When I think about my writing, I invariably think about other writers. I’ve known people who write very well and have urges to do so, yet they rarely write—or have given it up entirely. One reason for avoidance discussed by psychotherapists, writers, visual artists is a fear of creating. They who want to write can feel they should not presume to think they could create something no one else could. They’re certainly not gods who can bring forth what’s never before been made manifest.

“Creativity is neither the product of neurosis nor simple talent, but an intense courageous encounter with the Gods.” Rollo May. Read his “The Courage to Create.”

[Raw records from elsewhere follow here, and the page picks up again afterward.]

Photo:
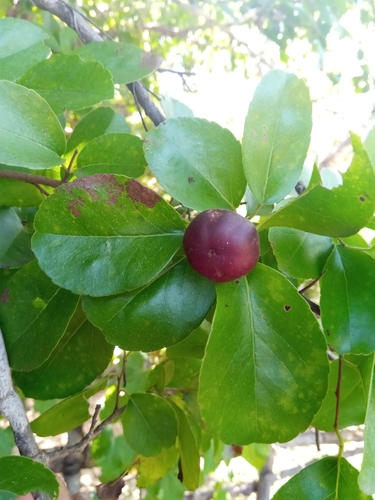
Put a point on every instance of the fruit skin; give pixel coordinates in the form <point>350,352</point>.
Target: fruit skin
<point>221,245</point>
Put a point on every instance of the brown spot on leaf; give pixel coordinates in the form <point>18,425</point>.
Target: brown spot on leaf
<point>140,194</point>
<point>4,297</point>
<point>95,183</point>
<point>74,206</point>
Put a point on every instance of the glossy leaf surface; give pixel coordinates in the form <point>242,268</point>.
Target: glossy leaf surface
<point>151,469</point>
<point>150,424</point>
<point>276,136</point>
<point>355,382</point>
<point>67,414</point>
<point>197,162</point>
<point>127,63</point>
<point>105,234</point>
<point>189,453</point>
<point>39,143</point>
<point>112,154</point>
<point>81,355</point>
<point>347,301</point>
<point>68,82</point>
<point>318,482</point>
<point>158,315</point>
<point>96,123</point>
<point>299,254</point>
<point>264,349</point>
<point>21,475</point>
<point>21,47</point>
<point>343,211</point>
<point>16,228</point>
<point>34,315</point>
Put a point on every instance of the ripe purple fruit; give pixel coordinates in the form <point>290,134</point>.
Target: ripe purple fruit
<point>221,245</point>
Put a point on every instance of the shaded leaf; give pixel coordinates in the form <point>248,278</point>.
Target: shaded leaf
<point>189,453</point>
<point>21,475</point>
<point>126,62</point>
<point>34,315</point>
<point>356,377</point>
<point>68,82</point>
<point>299,254</point>
<point>105,234</point>
<point>197,162</point>
<point>67,414</point>
<point>264,350</point>
<point>318,482</point>
<point>16,227</point>
<point>156,316</point>
<point>152,469</point>
<point>174,108</point>
<point>112,154</point>
<point>96,123</point>
<point>150,424</point>
<point>81,355</point>
<point>347,301</point>
<point>21,47</point>
<point>25,139</point>
<point>343,211</point>
<point>276,135</point>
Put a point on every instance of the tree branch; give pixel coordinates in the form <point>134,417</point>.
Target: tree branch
<point>78,23</point>
<point>93,432</point>
<point>12,409</point>
<point>30,178</point>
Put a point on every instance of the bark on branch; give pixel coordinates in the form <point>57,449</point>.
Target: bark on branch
<point>78,23</point>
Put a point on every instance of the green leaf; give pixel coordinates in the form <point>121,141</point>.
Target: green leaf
<point>343,211</point>
<point>126,62</point>
<point>347,301</point>
<point>150,424</point>
<point>112,154</point>
<point>189,453</point>
<point>96,123</point>
<point>256,454</point>
<point>112,454</point>
<point>156,316</point>
<point>366,476</point>
<point>299,254</point>
<point>16,227</point>
<point>105,234</point>
<point>174,108</point>
<point>152,469</point>
<point>21,475</point>
<point>34,315</point>
<point>193,346</point>
<point>276,136</point>
<point>370,146</point>
<point>264,350</point>
<point>68,82</point>
<point>84,344</point>
<point>356,378</point>
<point>318,482</point>
<point>197,162</point>
<point>67,414</point>
<point>26,140</point>
<point>21,47</point>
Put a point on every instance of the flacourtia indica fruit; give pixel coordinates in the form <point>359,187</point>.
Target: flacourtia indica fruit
<point>221,245</point>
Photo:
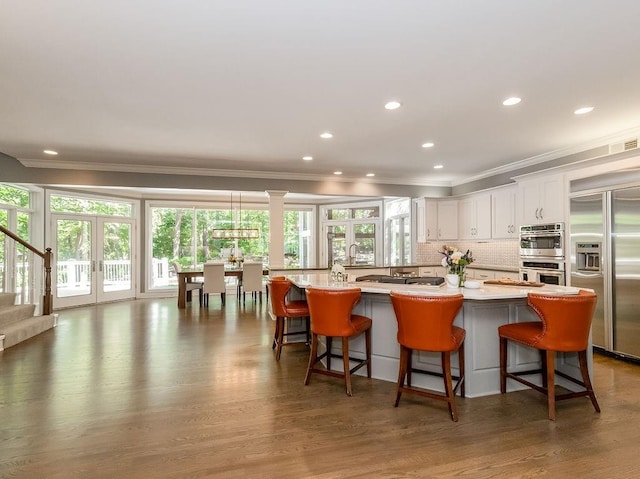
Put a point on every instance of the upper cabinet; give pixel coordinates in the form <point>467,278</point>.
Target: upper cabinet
<point>474,217</point>
<point>503,213</point>
<point>541,200</point>
<point>436,220</point>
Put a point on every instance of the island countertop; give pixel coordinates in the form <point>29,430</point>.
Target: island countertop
<point>485,292</point>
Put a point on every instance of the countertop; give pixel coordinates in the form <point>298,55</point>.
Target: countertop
<point>485,292</point>
<point>421,265</point>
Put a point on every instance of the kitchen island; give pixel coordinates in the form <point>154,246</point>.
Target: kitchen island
<point>484,309</point>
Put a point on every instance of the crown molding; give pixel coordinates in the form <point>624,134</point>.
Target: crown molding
<point>553,155</point>
<point>175,170</point>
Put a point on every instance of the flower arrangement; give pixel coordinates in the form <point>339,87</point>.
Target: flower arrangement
<point>454,260</point>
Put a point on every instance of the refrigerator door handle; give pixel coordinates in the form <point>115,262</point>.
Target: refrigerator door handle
<point>586,275</point>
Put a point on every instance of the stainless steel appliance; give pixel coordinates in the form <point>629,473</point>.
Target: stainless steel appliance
<point>542,253</point>
<point>546,240</point>
<point>605,256</point>
<point>541,270</point>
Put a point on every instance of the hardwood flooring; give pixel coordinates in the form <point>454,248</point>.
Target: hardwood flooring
<point>140,389</point>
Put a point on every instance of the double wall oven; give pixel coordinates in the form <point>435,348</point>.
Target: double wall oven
<point>542,253</point>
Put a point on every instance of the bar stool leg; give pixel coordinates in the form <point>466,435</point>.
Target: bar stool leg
<point>402,372</point>
<point>461,368</point>
<point>313,357</point>
<point>551,386</point>
<point>503,365</point>
<point>448,384</point>
<point>345,362</point>
<point>280,328</point>
<point>582,356</point>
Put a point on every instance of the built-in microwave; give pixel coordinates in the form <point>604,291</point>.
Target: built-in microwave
<point>547,271</point>
<point>544,240</point>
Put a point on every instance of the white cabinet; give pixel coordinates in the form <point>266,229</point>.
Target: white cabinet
<point>421,224</point>
<point>436,220</point>
<point>474,214</point>
<point>542,200</point>
<point>503,213</point>
<point>447,220</point>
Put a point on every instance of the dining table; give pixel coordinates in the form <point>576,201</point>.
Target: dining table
<point>189,275</point>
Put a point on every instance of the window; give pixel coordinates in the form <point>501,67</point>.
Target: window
<point>182,238</point>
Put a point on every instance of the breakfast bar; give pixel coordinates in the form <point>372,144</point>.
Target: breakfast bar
<point>484,310</point>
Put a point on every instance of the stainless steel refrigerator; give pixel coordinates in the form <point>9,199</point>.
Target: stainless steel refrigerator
<point>605,256</point>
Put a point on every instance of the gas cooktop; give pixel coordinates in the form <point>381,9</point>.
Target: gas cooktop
<point>381,278</point>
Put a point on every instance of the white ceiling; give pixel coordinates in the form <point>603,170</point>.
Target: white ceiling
<point>248,85</point>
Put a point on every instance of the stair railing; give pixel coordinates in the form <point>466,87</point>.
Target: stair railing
<point>47,299</point>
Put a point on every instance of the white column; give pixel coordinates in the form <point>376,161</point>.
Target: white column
<point>276,228</point>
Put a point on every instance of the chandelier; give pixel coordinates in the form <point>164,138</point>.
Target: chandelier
<point>236,233</point>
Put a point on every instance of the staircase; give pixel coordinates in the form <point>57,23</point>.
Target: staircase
<point>17,322</point>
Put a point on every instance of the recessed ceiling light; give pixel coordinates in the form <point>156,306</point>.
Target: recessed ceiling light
<point>583,110</point>
<point>514,100</point>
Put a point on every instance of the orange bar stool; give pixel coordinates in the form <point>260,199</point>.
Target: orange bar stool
<point>425,323</point>
<point>331,316</point>
<point>282,308</point>
<point>564,327</point>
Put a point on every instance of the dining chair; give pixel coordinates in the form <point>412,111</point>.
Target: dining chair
<point>214,281</point>
<point>251,280</point>
<point>190,286</point>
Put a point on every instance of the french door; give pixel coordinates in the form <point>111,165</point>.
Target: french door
<point>93,259</point>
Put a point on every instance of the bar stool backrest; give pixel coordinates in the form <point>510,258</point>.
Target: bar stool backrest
<point>330,310</point>
<point>425,322</point>
<point>278,289</point>
<point>566,320</point>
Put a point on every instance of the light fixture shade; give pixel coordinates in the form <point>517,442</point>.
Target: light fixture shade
<point>235,233</point>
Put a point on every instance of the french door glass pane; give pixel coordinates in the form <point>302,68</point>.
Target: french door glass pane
<point>73,256</point>
<point>4,219</point>
<point>116,268</point>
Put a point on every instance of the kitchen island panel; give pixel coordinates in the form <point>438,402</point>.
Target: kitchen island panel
<point>480,318</point>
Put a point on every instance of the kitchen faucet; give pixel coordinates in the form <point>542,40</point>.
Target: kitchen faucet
<point>352,258</point>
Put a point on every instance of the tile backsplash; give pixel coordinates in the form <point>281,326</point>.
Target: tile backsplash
<point>486,253</point>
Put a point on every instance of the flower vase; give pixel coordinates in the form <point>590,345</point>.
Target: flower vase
<point>462,275</point>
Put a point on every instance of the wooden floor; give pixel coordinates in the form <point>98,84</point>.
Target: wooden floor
<point>141,390</point>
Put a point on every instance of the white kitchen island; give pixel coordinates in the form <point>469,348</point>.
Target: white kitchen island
<point>483,310</point>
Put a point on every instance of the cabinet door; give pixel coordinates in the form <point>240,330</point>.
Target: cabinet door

Another reason for writing avoidance, related to the above, can be expressed as, “Oh, my god! What terrible, horrible, awful, embarrassing stuff might come tumbling out if I don’t watch my mouth.” There are many things we can want to keep out of sight, even our own sight. Mean-spirited acts. Desires for the not-usual. Anger—a particular bugaboo for women. Fear. Vulnerability—a bugaboo for men. It takes courage to follow Virginia Woolf’s declaration. “If you do not tell the truth about yourself you cannot tell it about other people.” That includes the people you create.

Telling the truth about yourself does not mean you have to share all of it with the world. But to write honestly, interestingly you need to acknowledge you have complexities, including thoughts, feelings, behaviors you wish weren’t part of you. They’ve been kept hidden because if acknowledged, known, they’d be viewed as not nice or yucky or weak or pathetic or downright abominable to “good” people. However, consider this. Nice, good people tend to produce boring writing. Boring because it isn’t lifelike, it doesn’t ring true. I suggest you heed Margaret Atwood. “The only way you can write the truth is to assume that what you set down will never be read. Not by another person, and not even by yourself at some later date.”

With a gun, the safety is on or it is off. With the writing voice the safety can be kind of off. Writers can push themselves, but not enough to gain the richness their work could have with the voice safety off. Richness includes not-nice stuff. Life isn’t unending days of joy and laughter. And neither are good stories. Or essays or poems. Robert Ready, writing professor (Drew University, New Jersey), tells students to make some noise in their writing. He sent the following to this writer, “As a story teller, thou shalt believe in rage, lust, treachery, self-deception, all the ways people have of binding themselves and others on the wheel of fire Lear rages on.”
 
Take the safety off. Make some noise. Remember—no one is going to read it, not even you.

Originally posted on “The Artist Unleashed” blog on 7/9/16 under another name.